4. Enriching RWD with Dynamic Context

In a recent blog by my colleague Ruth Levi Lotan, she highlights the limitations of frozen, or static, data registries, one being the inability to revisit existing datasets for updated or additional information about the same population, either due to privacy concerns, or other data-matching issues. This poses a significant challenge especially in long-term research that spans several months or evolves in response to new hypotheses. 

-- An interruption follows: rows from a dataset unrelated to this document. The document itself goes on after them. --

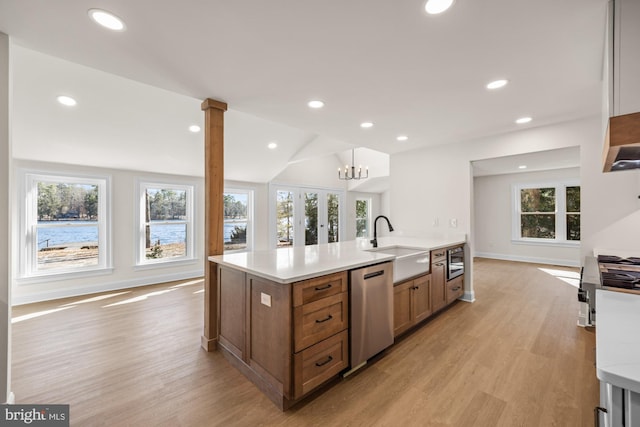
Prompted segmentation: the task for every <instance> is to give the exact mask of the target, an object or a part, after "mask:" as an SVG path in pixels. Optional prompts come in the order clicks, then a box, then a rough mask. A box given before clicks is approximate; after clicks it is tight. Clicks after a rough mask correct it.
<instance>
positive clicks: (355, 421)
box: [12, 259, 598, 427]
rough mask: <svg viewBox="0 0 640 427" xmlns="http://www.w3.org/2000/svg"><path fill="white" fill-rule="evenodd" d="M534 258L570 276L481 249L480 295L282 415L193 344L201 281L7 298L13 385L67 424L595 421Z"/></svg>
mask: <svg viewBox="0 0 640 427" xmlns="http://www.w3.org/2000/svg"><path fill="white" fill-rule="evenodd" d="M543 268H544V269H547V270H548V269H554V270H557V271H558V272H559V273H560V275H561V276H562V275H565V274H566V273H565V272H572V273H573V274H575V272H576V270H575V269H569V268H563V267H549V266H542V265H535V264H525V263H515V262H505V261H494V260H486V259H476V260H475V262H474V273H475V280H476V283H475V291H476V302H475V303H473V304H469V303H464V302H456V303H454V305H453V306H451V307H450V308H449V309H448V310H447V311H446V312H444V313H442V314H441V315H439V316H437V317H435V318H434V319H432V320H430V321H428V323H427V324H426V325H424V326H423V327H422V328H421V329H419V330H417V331H415V332H414V333H411V334H410V335H408V336H405V338H403V339H401V340H400V341H399V342H398V343H397V344H396V345H395V346H393V347H392V348H391V349H389V350H388V351H387V353H386V355H385V356H384V357H382V358H380V359H379V360H378V361H377V362H375V363H373V364H371V365H369V366H368V367H367V368H366V369H364V370H361V371H359V372H358V373H357V374H355V375H353V376H350V377H348V378H347V379H343V380H340V381H339V382H337V383H336V384H335V385H333V386H332V387H331V388H330V389H328V390H326V391H325V393H323V394H321V395H318V396H315V397H314V398H313V399H311V400H308V401H306V402H302V403H301V404H300V405H298V406H296V407H294V408H292V409H291V410H290V411H288V412H285V413H282V412H280V411H279V410H278V409H276V407H275V406H274V405H273V404H272V403H271V402H270V401H269V400H268V399H267V398H266V397H265V396H263V395H262V393H261V392H259V391H258V389H257V388H256V387H255V386H253V384H251V383H250V382H249V381H248V380H247V379H245V377H243V376H242V375H241V374H240V373H239V372H238V371H236V370H235V369H234V368H232V367H231V366H230V365H229V364H228V363H227V362H226V361H225V360H224V358H223V357H222V356H221V355H220V354H219V353H217V352H214V353H206V352H204V351H203V350H202V349H201V348H200V335H201V332H202V324H203V320H202V319H203V314H202V313H203V293H202V282H196V283H194V282H186V283H183V284H175V283H174V284H170V285H156V286H150V287H145V288H137V289H133V290H127V291H118V292H111V293H105V294H101V295H100V296H97V297H96V296H91V297H80V298H73V299H66V300H58V301H52V302H47V303H38V304H32V305H26V306H19V307H14V310H13V315H14V316H13V317H14V324H13V342H12V345H13V370H12V376H13V379H12V390H13V392H14V393H15V395H16V402H17V403H52V404H53V403H66V404H70V405H71V407H70V411H71V425H73V426H110V427H112V426H172V427H175V426H218V425H220V426H236V425H237V426H259V425H284V426H301V425H304V426H307V425H318V426H399V425H402V426H427V425H429V426H465V427H466V426H491V427H493V426H509V427H511V426H563V427H565V426H590V425H592V422H593V415H592V414H593V413H592V410H593V407H594V406H596V403H597V393H598V388H597V386H598V384H597V380H596V377H595V367H594V348H595V333H594V331H593V330H586V329H583V328H580V327H578V326H576V321H577V311H578V306H577V298H576V288H575V287H573V286H571V285H569V284H567V283H566V282H564V281H563V280H561V279H559V278H557V277H554V276H553V275H551V274H549V273H548V272H545V271H543V270H541V269H543ZM36 314H40V315H39V316H38V317H33V318H28V316H30V315H36Z"/></svg>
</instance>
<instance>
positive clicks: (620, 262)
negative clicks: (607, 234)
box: [598, 255, 640, 293]
mask: <svg viewBox="0 0 640 427" xmlns="http://www.w3.org/2000/svg"><path fill="white" fill-rule="evenodd" d="M598 265H599V268H600V283H601V284H602V288H603V289H609V290H626V291H635V292H638V293H640V258H634V257H630V258H621V257H618V256H613V255H598Z"/></svg>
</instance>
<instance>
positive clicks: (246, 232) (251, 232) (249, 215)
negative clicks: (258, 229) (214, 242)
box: [223, 188, 253, 253]
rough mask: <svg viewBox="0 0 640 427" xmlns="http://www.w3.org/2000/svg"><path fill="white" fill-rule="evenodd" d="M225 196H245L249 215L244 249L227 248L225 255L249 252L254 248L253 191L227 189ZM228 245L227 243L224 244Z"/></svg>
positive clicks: (226, 249)
mask: <svg viewBox="0 0 640 427" xmlns="http://www.w3.org/2000/svg"><path fill="white" fill-rule="evenodd" d="M223 194H224V195H228V194H230V195H236V194H237V195H245V196H246V198H247V206H246V208H247V213H246V218H245V220H246V221H245V222H246V228H245V242H244V245H245V246H244V247H242V248H240V249H233V248H226V247H225V249H224V252H225V253H234V252H247V251H250V250H252V248H253V190H252V189H248V188H225V189H224V192H223ZM224 244H225V245H226V244H227V242H224Z"/></svg>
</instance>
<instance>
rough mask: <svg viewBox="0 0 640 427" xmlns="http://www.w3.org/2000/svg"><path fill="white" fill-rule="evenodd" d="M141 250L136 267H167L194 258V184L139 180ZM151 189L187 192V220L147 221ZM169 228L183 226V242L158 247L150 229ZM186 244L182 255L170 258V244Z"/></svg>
mask: <svg viewBox="0 0 640 427" xmlns="http://www.w3.org/2000/svg"><path fill="white" fill-rule="evenodd" d="M137 187H138V197H139V203H138V218H139V219H138V224H139V226H138V235H139V237H138V250H137V251H136V265H138V266H141V265H154V264H165V263H172V262H181V261H190V260H193V259H194V256H195V255H194V251H195V249H194V229H195V224H194V219H193V212H194V209H195V200H194V193H195V185H193V184H181V183H175V182H170V183H169V182H157V181H146V180H138V185H137ZM149 190H171V191H175V192H180V193H182V192H184V193H185V207H184V219H182V218H181V219H175V220H172V219H162V220H149V221H148V220H147V215H146V214H147V192H148V191H149ZM168 225H183V226H184V240H183V241H178V242H169V243H167V242H164V243H163V242H162V241H161V243H160V246H158V247H157V248H156V245H155V244H154V239H153V238H152V237H151V227H154V226H159V227H162V226H168ZM147 227H149V233H150V236H149V240H150V242H149V247H148V248H147ZM175 244H177V245H184V251H183V253H179V254H177V255H171V253H170V252H169V253H166V252H164V251H166V250H167V249H168V247H169V246H168V245H175Z"/></svg>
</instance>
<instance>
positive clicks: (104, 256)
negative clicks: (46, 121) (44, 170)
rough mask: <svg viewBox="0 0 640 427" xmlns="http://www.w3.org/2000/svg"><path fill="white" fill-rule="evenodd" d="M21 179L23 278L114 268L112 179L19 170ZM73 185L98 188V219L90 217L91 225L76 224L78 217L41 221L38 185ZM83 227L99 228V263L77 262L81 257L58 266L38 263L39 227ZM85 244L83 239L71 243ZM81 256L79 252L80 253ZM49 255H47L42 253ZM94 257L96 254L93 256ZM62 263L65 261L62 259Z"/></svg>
mask: <svg viewBox="0 0 640 427" xmlns="http://www.w3.org/2000/svg"><path fill="white" fill-rule="evenodd" d="M19 174H20V176H21V181H22V182H23V186H24V187H22V194H23V200H24V204H23V209H22V211H21V221H20V224H21V225H20V227H21V229H22V230H23V232H22V233H21V235H22V237H21V238H20V239H19V245H20V246H21V250H20V254H21V256H20V258H19V277H20V279H38V278H46V277H50V276H54V275H66V276H68V275H71V276H73V275H79V274H88V273H91V272H96V271H104V270H106V269H109V268H111V250H110V248H111V241H110V238H109V237H110V216H109V214H108V213H109V212H110V193H109V188H110V178H109V177H104V176H88V175H74V174H67V173H55V172H53V173H50V172H41V171H38V172H32V171H27V170H20V171H19ZM39 183H45V184H71V185H89V186H95V187H96V188H97V191H98V209H97V219H95V220H87V221H91V222H94V223H92V224H87V223H84V224H73V223H72V221H75V219H66V220H65V219H62V220H60V221H59V222H58V223H55V222H53V223H39V222H38V194H39V190H38V184H39ZM81 227H96V228H97V239H96V240H97V241H96V242H95V243H96V244H97V246H98V253H97V259H96V262H95V263H93V262H91V263H88V262H85V263H83V265H74V262H76V261H78V262H81V260H82V257H80V256H78V257H77V258H74V257H73V256H70V257H67V258H66V259H65V261H66V262H65V263H64V264H61V265H59V266H52V267H51V268H45V267H43V266H41V264H42V263H40V262H39V256H38V255H39V252H40V245H39V237H38V236H39V234H40V233H39V232H38V231H39V230H50V229H55V228H64V229H79V228H81ZM69 243H76V244H77V243H82V242H69ZM78 255H79V254H78ZM42 257H43V258H46V254H43V255H42ZM91 258H93V257H91ZM61 262H62V261H61Z"/></svg>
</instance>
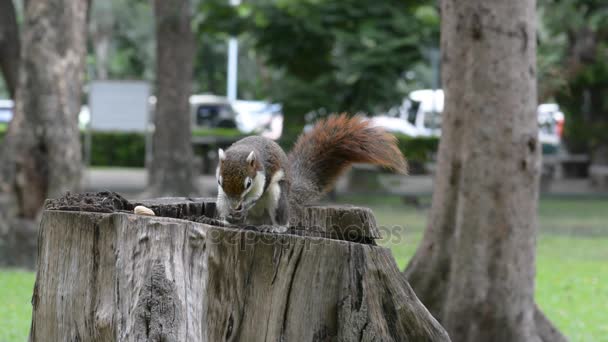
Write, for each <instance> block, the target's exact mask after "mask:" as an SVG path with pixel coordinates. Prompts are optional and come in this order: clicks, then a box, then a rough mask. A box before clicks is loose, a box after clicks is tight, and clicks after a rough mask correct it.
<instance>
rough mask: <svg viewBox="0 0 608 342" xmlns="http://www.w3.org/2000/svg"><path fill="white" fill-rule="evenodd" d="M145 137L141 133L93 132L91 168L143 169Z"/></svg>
mask: <svg viewBox="0 0 608 342" xmlns="http://www.w3.org/2000/svg"><path fill="white" fill-rule="evenodd" d="M145 157H146V142H145V137H144V135H143V134H141V133H124V132H93V133H92V135H91V165H92V166H125V167H144V165H145Z"/></svg>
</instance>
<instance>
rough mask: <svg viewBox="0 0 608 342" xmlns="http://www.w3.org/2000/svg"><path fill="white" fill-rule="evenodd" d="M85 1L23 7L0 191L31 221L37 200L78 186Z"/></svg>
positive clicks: (84, 42)
mask: <svg viewBox="0 0 608 342" xmlns="http://www.w3.org/2000/svg"><path fill="white" fill-rule="evenodd" d="M86 14H87V1H84V0H77V1H68V0H29V1H27V2H26V8H25V23H24V25H23V27H24V32H23V51H22V61H21V73H20V75H19V86H18V90H17V99H16V106H15V116H14V118H13V120H12V121H11V123H10V125H9V128H8V131H7V135H6V137H5V140H4V143H3V146H2V147H3V152H4V153H3V156H2V157H3V161H2V167H3V173H2V174H3V176H4V177H3V181H4V182H5V184H4V186H3V187H2V189H0V190H5V191H9V192H10V193H12V194H14V195H15V197H16V200H17V206H18V209H17V211H18V212H17V215H18V216H20V217H25V218H34V217H35V216H36V215H37V214H38V212H39V211H40V208H41V207H42V204H43V203H44V200H45V199H46V198H48V197H55V196H58V195H59V194H61V193H63V192H65V191H67V190H77V189H79V187H80V185H81V184H80V181H81V172H82V170H81V169H82V165H81V164H82V156H81V154H82V152H81V147H80V136H79V131H78V114H79V111H80V103H81V102H80V101H81V94H82V82H83V77H84V65H85V57H86Z"/></svg>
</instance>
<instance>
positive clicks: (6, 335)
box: [0, 270, 35, 342]
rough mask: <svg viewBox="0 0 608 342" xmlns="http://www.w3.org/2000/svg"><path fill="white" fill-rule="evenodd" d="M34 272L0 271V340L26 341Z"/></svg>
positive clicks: (26, 338)
mask: <svg viewBox="0 0 608 342" xmlns="http://www.w3.org/2000/svg"><path fill="white" fill-rule="evenodd" d="M34 280H35V273H34V272H26V271H16V270H3V271H1V272H0V322H2V323H0V341H1V342H12V341H26V340H27V337H28V334H29V331H30V320H31V318H32V305H31V299H32V291H33V288H34Z"/></svg>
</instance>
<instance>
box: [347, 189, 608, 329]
mask: <svg viewBox="0 0 608 342" xmlns="http://www.w3.org/2000/svg"><path fill="white" fill-rule="evenodd" d="M346 201H347V202H350V203H353V202H355V203H357V204H361V205H365V206H370V203H374V204H373V205H372V206H371V207H372V210H373V211H374V214H375V216H376V221H377V222H378V225H379V226H380V227H381V231H382V232H383V235H384V237H385V240H384V241H383V242H382V243H381V244H382V245H384V246H386V247H389V248H390V249H391V251H392V253H393V256H394V257H395V259H396V260H397V263H398V265H399V267H400V268H401V269H403V268H405V266H406V265H407V263H408V261H409V259H410V258H411V256H412V255H414V252H415V251H416V247H417V246H418V243H419V242H420V240H421V239H422V234H423V232H424V229H425V227H426V221H427V220H426V213H425V212H421V211H419V210H416V209H414V208H411V207H404V206H403V204H401V203H400V201H399V199H398V198H395V197H393V198H386V197H383V198H381V199H380V198H378V199H374V198H372V199H370V198H369V196H366V197H363V198H360V199H358V201H354V200H353V199H351V198H348V199H347V200H346ZM374 201H375V202H374ZM389 202H390V203H389ZM607 206H608V201H606V200H585V199H570V200H555V199H541V201H540V208H539V224H540V231H539V234H540V237H539V241H538V251H537V274H536V300H537V302H538V304H539V306H540V307H541V308H542V309H543V311H544V312H545V314H546V315H547V316H548V317H549V319H550V320H551V321H552V322H553V323H555V324H556V325H557V328H558V329H559V330H560V331H562V332H563V333H564V334H565V335H566V336H568V337H569V338H570V340H571V341H604V340H605V338H606V336H608V321H607V320H606V317H605V316H606V303H608V283H607V282H606V281H604V279H608V250H607V249H606V248H605V246H606V244H608V227H607V226H606V221H607V220H608V214H607V212H606V207H607ZM404 224H405V227H404V226H403V225H404ZM395 226H397V227H402V229H401V230H398V232H400V233H401V234H400V235H391V236H390V237H389V235H388V234H386V232H387V229H391V228H393V227H395Z"/></svg>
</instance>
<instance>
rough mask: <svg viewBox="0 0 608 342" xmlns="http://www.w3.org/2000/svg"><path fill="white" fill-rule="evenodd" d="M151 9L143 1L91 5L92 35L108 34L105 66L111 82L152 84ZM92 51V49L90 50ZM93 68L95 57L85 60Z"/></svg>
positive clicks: (91, 56)
mask: <svg viewBox="0 0 608 342" xmlns="http://www.w3.org/2000/svg"><path fill="white" fill-rule="evenodd" d="M152 18H153V9H152V5H151V2H150V1H146V0H109V1H93V2H92V8H91V19H90V20H91V24H90V26H91V31H92V36H93V37H95V32H96V31H100V32H109V33H110V35H111V36H110V40H109V44H110V46H109V49H108V50H109V51H108V61H107V63H108V64H107V65H106V66H105V67H106V68H107V71H108V76H109V77H110V78H113V79H144V80H148V81H152V80H153V79H154V69H155V54H156V52H155V48H156V45H155V40H154V20H152ZM91 50H92V49H91ZM88 60H89V64H90V65H91V66H95V65H96V63H98V61H97V60H96V57H95V55H94V54H91V55H90V56H89V58H88Z"/></svg>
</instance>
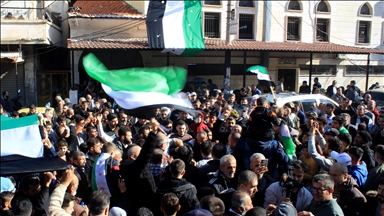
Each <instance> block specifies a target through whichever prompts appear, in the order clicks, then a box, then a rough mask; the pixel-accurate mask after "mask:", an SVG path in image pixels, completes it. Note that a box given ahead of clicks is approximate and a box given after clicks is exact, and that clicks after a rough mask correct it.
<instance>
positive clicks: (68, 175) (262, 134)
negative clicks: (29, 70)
mask: <svg viewBox="0 0 384 216" xmlns="http://www.w3.org/2000/svg"><path fill="white" fill-rule="evenodd" d="M351 84H352V83H351ZM333 85H334V86H335V85H336V82H335V83H334V84H333ZM308 89H309V88H308ZM350 89H352V88H350ZM355 89H356V87H354V86H353V90H355ZM235 91H236V90H235ZM314 91H316V88H315V89H314ZM330 91H331V90H330ZM236 92H237V93H233V92H232V91H230V90H229V88H225V89H222V90H219V89H217V86H216V85H214V84H212V82H209V85H207V84H206V83H205V82H203V83H202V84H201V86H199V87H198V88H197V91H196V92H190V93H187V95H188V97H189V100H191V103H192V104H193V106H194V108H195V109H196V110H198V111H199V114H198V115H197V116H192V115H190V114H188V113H186V112H184V111H180V110H175V109H172V108H169V107H159V108H158V109H157V112H156V116H155V117H154V118H152V119H142V118H138V117H135V116H130V115H128V114H127V112H126V110H124V109H122V108H121V107H119V106H118V105H117V104H115V103H114V102H113V99H112V98H109V97H108V96H107V95H106V94H105V93H103V91H102V89H101V87H100V85H96V84H95V83H90V85H88V87H87V88H86V89H85V90H84V92H82V93H81V94H80V96H81V97H80V98H79V101H78V102H77V101H76V102H75V101H70V100H69V99H68V98H66V99H64V100H63V99H62V98H61V95H60V94H57V95H56V97H55V103H54V107H55V109H54V110H52V109H50V108H47V109H46V111H45V112H44V113H39V112H38V111H37V110H36V106H35V105H33V104H32V105H30V106H29V112H28V113H18V112H17V111H13V112H7V111H5V110H4V109H3V106H1V107H0V113H1V114H2V115H5V116H9V117H12V118H22V117H23V116H26V115H37V116H38V118H39V128H40V133H41V137H42V145H43V146H44V157H60V158H61V159H62V160H64V161H66V162H67V163H69V164H71V165H72V168H71V169H67V170H57V171H50V172H48V171H47V172H44V173H33V174H21V173H20V174H17V175H13V176H3V177H1V194H0V196H1V198H0V201H1V204H2V205H1V207H2V209H1V215H23V216H24V215H25V216H27V215H28V216H29V215H34V216H41V215H49V216H54V215H60V216H62V215H74V216H79V215H83V216H84V215H92V216H95V215H113V216H115V215H118V216H121V215H139V216H148V215H155V216H157V215H164V216H171V215H186V216H189V215H213V216H221V215H225V216H226V215H247V216H255V215H290V216H291V215H299V216H305V215H316V216H323V215H324V216H328V215H348V216H349V215H369V216H370V215H384V109H381V110H377V109H376V106H375V105H376V104H375V101H373V100H372V99H371V98H370V96H369V94H367V95H365V98H359V97H354V98H353V99H351V98H349V97H348V94H347V95H344V94H343V92H342V91H339V88H337V90H333V89H332V94H331V93H330V92H328V91H327V92H328V93H329V94H328V93H327V96H328V97H330V98H332V99H334V100H335V101H336V102H338V103H339V107H335V105H334V104H323V103H321V104H316V103H313V104H312V105H311V110H309V111H307V112H304V111H303V109H302V108H301V107H300V103H298V102H290V103H287V104H285V105H284V106H283V107H277V106H276V105H274V104H271V103H270V102H269V101H268V100H267V99H266V98H265V97H261V96H259V94H260V93H261V91H260V90H259V89H258V88H257V86H256V85H252V86H250V87H244V88H242V89H239V90H238V91H236ZM314 93H315V92H314ZM71 102H72V103H71ZM283 125H287V126H288V131H283V130H282V128H283ZM283 129H284V128H283ZM284 133H287V134H288V136H290V139H291V140H292V141H293V143H294V145H295V152H294V154H293V155H291V154H287V151H286V150H287V149H285V147H284V146H285V145H283V144H282V143H284V140H285V138H286V137H284ZM382 203H383V204H382ZM382 209H383V210H382Z"/></svg>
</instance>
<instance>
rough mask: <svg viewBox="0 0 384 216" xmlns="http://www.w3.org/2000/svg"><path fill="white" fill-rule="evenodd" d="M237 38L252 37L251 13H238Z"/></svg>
mask: <svg viewBox="0 0 384 216" xmlns="http://www.w3.org/2000/svg"><path fill="white" fill-rule="evenodd" d="M239 39H253V15H251V14H240V17H239Z"/></svg>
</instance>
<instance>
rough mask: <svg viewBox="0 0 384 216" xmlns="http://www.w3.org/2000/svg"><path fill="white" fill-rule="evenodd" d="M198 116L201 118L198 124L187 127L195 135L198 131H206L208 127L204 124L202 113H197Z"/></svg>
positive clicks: (195, 122) (207, 128)
mask: <svg viewBox="0 0 384 216" xmlns="http://www.w3.org/2000/svg"><path fill="white" fill-rule="evenodd" d="M199 116H200V117H201V121H200V123H196V122H194V123H193V124H192V125H190V126H189V127H190V128H191V130H192V131H193V132H194V133H195V134H197V133H198V132H199V131H202V130H205V129H208V126H207V125H206V124H205V123H204V115H203V113H201V112H199Z"/></svg>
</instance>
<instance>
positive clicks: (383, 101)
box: [363, 88, 384, 110]
mask: <svg viewBox="0 0 384 216" xmlns="http://www.w3.org/2000/svg"><path fill="white" fill-rule="evenodd" d="M366 94H370V95H371V96H372V100H374V101H376V109H377V110H380V109H381V108H382V107H384V88H375V89H373V90H370V91H367V92H365V94H364V95H363V98H364V96H365V95H366Z"/></svg>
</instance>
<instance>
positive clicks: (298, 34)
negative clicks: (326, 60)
mask: <svg viewBox="0 0 384 216" xmlns="http://www.w3.org/2000/svg"><path fill="white" fill-rule="evenodd" d="M300 24H301V19H300V18H298V17H288V28H287V40H294V41H299V40H300Z"/></svg>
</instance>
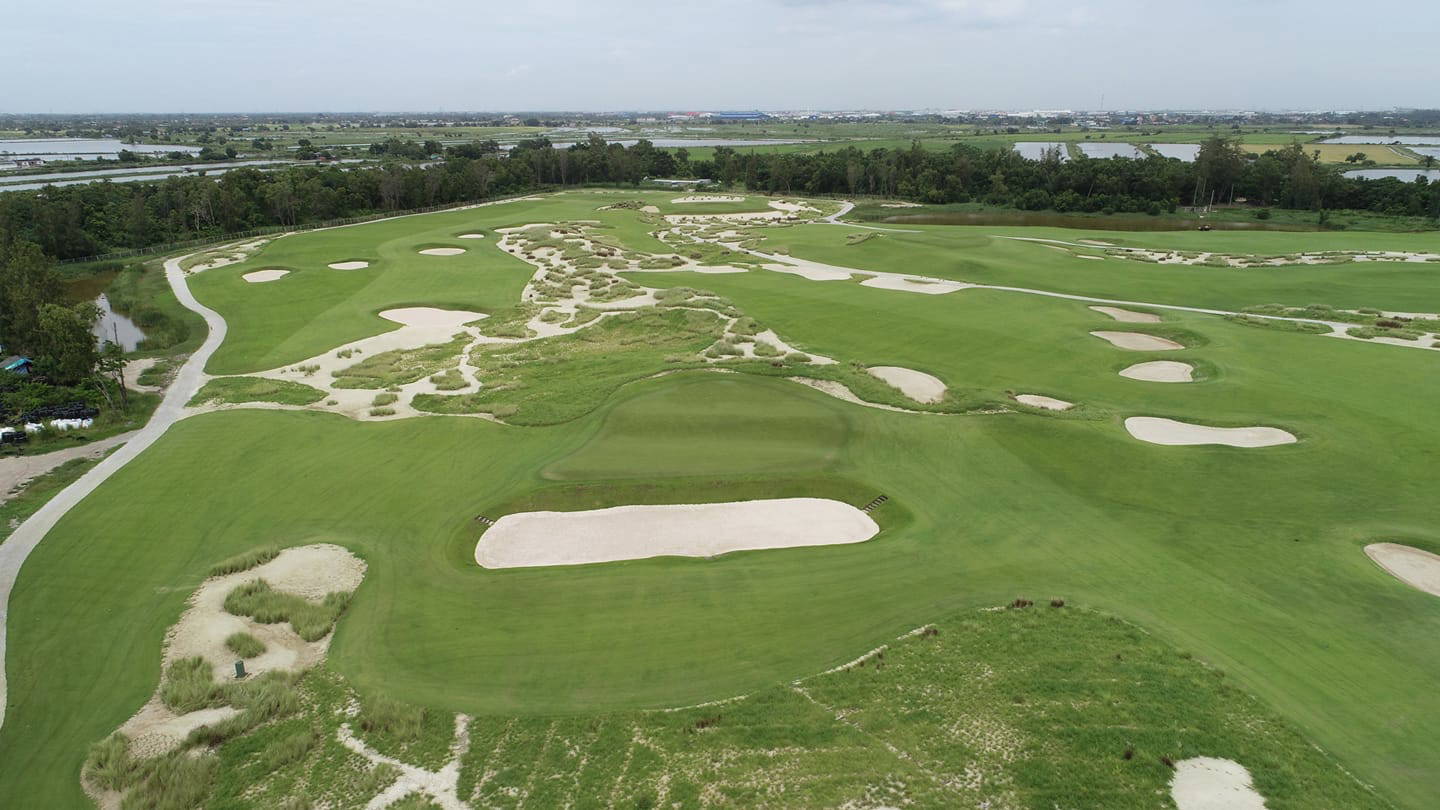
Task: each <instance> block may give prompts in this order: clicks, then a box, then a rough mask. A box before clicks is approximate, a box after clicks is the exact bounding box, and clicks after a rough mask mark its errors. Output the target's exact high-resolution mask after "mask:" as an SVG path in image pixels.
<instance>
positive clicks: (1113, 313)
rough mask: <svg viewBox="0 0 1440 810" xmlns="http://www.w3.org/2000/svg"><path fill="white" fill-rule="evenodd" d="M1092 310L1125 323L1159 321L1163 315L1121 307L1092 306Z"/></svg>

The ability to contextualize data – by returning to its source, enriching it, adjusting the sensitivity and specificity of population definitions, or modifying specific information and variables – ushers in a new era of dynamic data registries. These registries are “alive” and remain relevant as research evolves. I see 2025 as a pivotal year in this transformation, with technologies like Briya leading the way and adding an entirely new dimension of dynamic context to real-world data.

Contextualized RWD enables real-time updates, ensuring that research stays current and impactful. Tools powered by natural language processing (NLP) and AI will empower researchers to revisit and enhance datasets, address privacy regulations through advanced compliance technologies, and bridge knowledge gaps – reducing reliance on static, “frozen” data.

 

5. Deeper Symbiosis between RWD & Digital Health

Digital health technologies are on the rise, and their synergy with real-world evidence generation is becoming increasingly profound. Insights obtained through real-world data are driving medical advancements, while wearables, remote monitoring tools, and mobile health apps generate vast amounts of real-time data that seamlessly feed back into RWD ecosystems. This invaluable patient-generated data can be processed and utilized to propel medical breakthroughs and foster research innovation.

Patient privacy remains a significant challenge in unlocking the full potential of this data. Advancements in de-identification and anonymization technologies, combined with regulatory shifts, are steadily reducing these barriers, enabling patient-level data analysis in full compliance with data privacy regulations.

Patient-generated data holds immense potential, offering a more continuous and comprehensive view of patient health and paving the way for hyper-personalized care plans. As digital health adoption continues to grow, RWD will play a pivotal role in incorporating patient-generated data into mainstream healthcare research and delivery.

 

A Bright Future lies Ahead of Real-World Data and Healthcare Innovation

As we move into 2025, real-world data is set to become an even greater driving force behind innovation in healthcare research. While challenges such as data fragmentation, incompleteness, and privacy concerns continue to pose obstacles for healthcare visionaries and innovators, new technologies are paving the way to overcome these barriers, making such hurdles a thing of the past (or of 2024).